I built it for the person who manages a website and can’t read CSS or PHP fluently and has had the kind of week where nothing makes sense and every tool keeps insisting everything is fine. The business owner whose checkout went down on a Tuesday with no warning. The freelancer managing a dozen client sites who loses an afternoon to a single misbehaving rule. The merchant who’s opened the browser inspector once, seen the wall of text, understood that the answer was somewhere in there, and had absolutely nowhere to go with it.
These are capable people who’ve been failed by their tools. Not beginners who need to be educated. The information that would resolve their problem has been sitting in the browser and the server the whole time. Nobody translated it for them. That’s the only thing standing between them and the fix, and it’s the thing Loupely removes.
How it is priced
Plainly, because I hate how most software does this. Both tools are free to install and free to capture.

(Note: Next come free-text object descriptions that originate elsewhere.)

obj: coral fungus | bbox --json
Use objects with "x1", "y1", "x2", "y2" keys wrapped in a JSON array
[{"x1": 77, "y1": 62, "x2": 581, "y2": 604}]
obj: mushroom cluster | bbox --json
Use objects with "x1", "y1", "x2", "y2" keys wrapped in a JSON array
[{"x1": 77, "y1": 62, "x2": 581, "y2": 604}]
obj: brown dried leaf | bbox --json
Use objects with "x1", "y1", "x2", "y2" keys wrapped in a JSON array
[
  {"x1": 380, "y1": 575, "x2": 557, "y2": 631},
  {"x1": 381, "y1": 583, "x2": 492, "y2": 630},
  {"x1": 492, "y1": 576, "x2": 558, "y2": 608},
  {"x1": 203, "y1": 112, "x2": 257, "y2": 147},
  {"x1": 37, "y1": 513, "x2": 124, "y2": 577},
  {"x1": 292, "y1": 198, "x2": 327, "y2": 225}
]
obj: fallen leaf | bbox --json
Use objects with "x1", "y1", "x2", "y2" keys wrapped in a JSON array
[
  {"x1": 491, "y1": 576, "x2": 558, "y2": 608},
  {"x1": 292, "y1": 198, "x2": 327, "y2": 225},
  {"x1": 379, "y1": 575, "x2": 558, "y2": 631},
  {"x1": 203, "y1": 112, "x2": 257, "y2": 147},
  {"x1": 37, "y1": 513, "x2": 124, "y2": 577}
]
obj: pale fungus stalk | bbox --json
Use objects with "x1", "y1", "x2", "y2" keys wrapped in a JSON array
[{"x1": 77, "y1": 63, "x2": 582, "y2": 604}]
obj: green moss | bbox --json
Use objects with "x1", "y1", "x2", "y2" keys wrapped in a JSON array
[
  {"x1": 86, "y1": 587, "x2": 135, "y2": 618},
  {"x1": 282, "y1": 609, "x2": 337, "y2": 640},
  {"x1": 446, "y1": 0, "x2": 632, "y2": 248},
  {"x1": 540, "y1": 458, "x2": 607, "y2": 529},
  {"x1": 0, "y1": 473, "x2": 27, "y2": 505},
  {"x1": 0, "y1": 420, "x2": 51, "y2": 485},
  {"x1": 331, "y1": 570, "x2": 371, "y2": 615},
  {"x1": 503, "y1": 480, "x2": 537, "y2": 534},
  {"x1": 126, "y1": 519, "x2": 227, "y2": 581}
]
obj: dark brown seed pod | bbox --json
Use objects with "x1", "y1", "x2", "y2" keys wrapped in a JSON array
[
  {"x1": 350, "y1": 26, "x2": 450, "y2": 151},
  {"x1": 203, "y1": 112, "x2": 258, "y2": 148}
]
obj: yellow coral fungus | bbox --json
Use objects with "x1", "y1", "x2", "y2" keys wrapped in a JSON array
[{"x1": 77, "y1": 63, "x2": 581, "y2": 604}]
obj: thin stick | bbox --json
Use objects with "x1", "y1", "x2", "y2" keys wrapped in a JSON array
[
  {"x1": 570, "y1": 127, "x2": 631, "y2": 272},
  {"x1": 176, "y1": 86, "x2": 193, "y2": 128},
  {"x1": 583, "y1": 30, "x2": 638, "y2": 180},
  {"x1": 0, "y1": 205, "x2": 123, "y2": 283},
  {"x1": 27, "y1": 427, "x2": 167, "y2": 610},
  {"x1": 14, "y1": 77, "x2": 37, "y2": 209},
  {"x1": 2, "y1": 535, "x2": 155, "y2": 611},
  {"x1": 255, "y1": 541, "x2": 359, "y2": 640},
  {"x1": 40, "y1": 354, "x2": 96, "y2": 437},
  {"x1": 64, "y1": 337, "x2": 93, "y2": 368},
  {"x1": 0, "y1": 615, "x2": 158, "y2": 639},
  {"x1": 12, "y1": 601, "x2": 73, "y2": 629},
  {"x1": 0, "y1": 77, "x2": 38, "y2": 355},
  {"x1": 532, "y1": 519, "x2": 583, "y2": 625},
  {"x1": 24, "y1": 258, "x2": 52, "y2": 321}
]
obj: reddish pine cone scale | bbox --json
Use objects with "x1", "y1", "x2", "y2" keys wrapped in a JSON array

The full evidence file always costs nothing, which means even on the free tier you can hand a complete picture to a developer or paste it into whatever you use for help. The diagnosis, the part that reads the evidence and tells you what it means, is the paid layer.
You can buy diagnoses as credits, $19 for 10 or $29 for 20, and they never expire. Or you can go unlimited for a year: $99 for Loupely, $49 for Lens on its own, $129 for both together, $349 for agencies running unlimited client sites. One credit pool covers both tools. No subscription you have to remember to cancel. No countdown timers. The price is the price, and a single hour of a developer you didn’t have to hire pays for it many times over.
Why this one
This is the most like me that any work I’ve done has ever been. The part where I sit with a problem long enough to find the actual shape of it. The part where I take something invisible and make it possible to see. I’ve been doing that in smaller ways for most of my life, often without anyone noticing, sometimes without noticing it myself.
If you manage a site and you’ve stared at something broken or something wrong for days, certain you were missing something obvious, certain it was somehow your fault, Loupely is for you. You were not missing anything. You just could not see. I built the thing that lets you.
I built it for the version of me that did not have it.